Peston reveals guilt at finding love again as a widower
TELEVISION presenter Robert Peston has said he felt “desperately guilty” when he found love after his wife’s death.
The journalist, host of ITV’S Peston On Sunday, was left a single father after his wife, novelist Sian Busby, died from lung cancer in 2012.
Peston, a former BBC business editor who made his name during the financial crisis, said he felt disloyal falling in love again and that he discussed it with his grief counsellor “because I did feel desperately guilty”.
He moved in with his girlfriend, Charlotte Edwardes, diary editor of London’s Evening Standard, in the summer.
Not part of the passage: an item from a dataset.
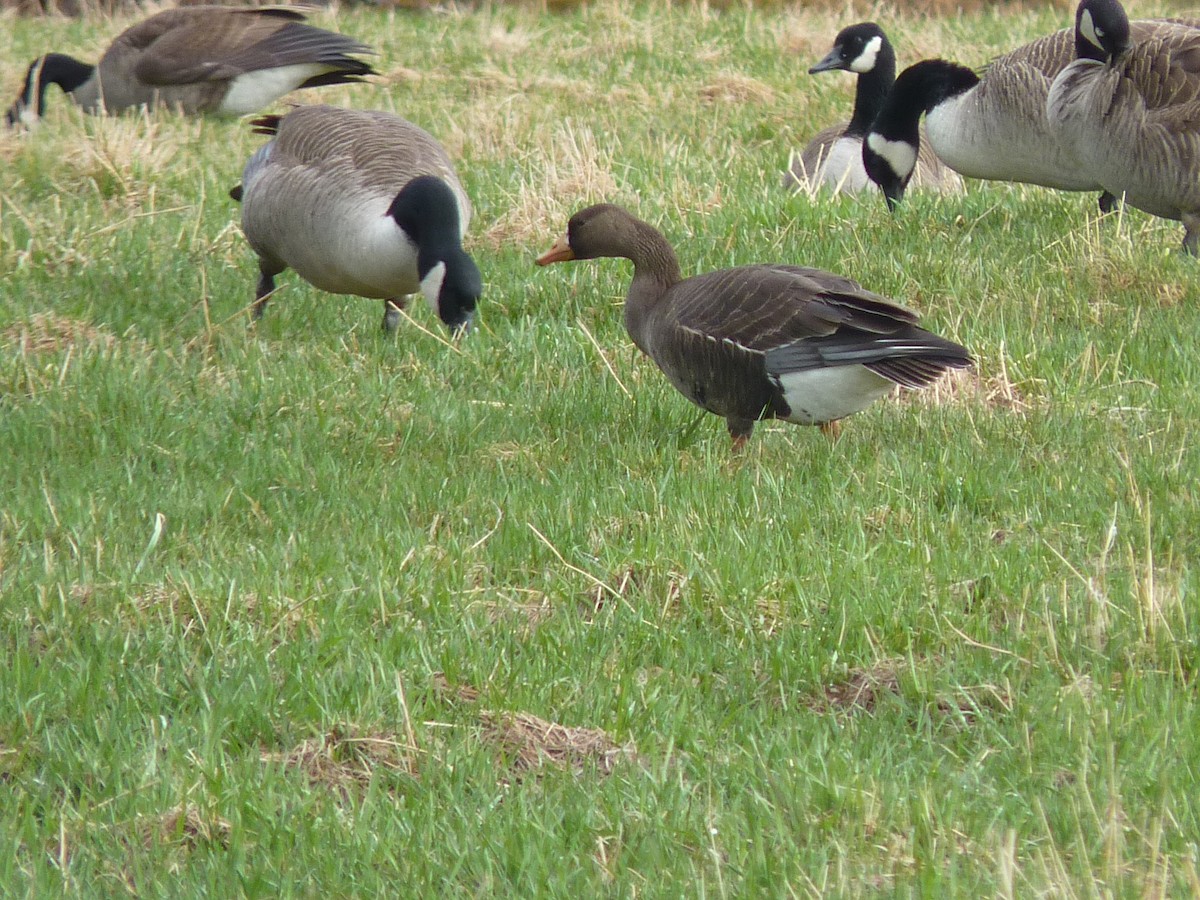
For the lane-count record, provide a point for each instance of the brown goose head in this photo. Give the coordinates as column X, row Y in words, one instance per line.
column 609, row 231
They had known each other after working on The Telegraph in 2003 and met again at a Christmas party.
“I sort of made the first move, by suggesting we have dinner,” he said.
“I was chronically embarrassed, I felt a bit like a teenager again.”
He said that women were “predatory” towards him after he was widowed and added: “I think there is a stalky thing that happens, and I think women [presenters] talk about it more than men normally, but there is definitely a stalky thing that happens for men as well, and you have to be slightly careful.”
He felt Edwardes was different in this regard, as she had barely any idea about his job as she “was having babies at the height of the financial crisis and didn’t have a clue who I was when we met”.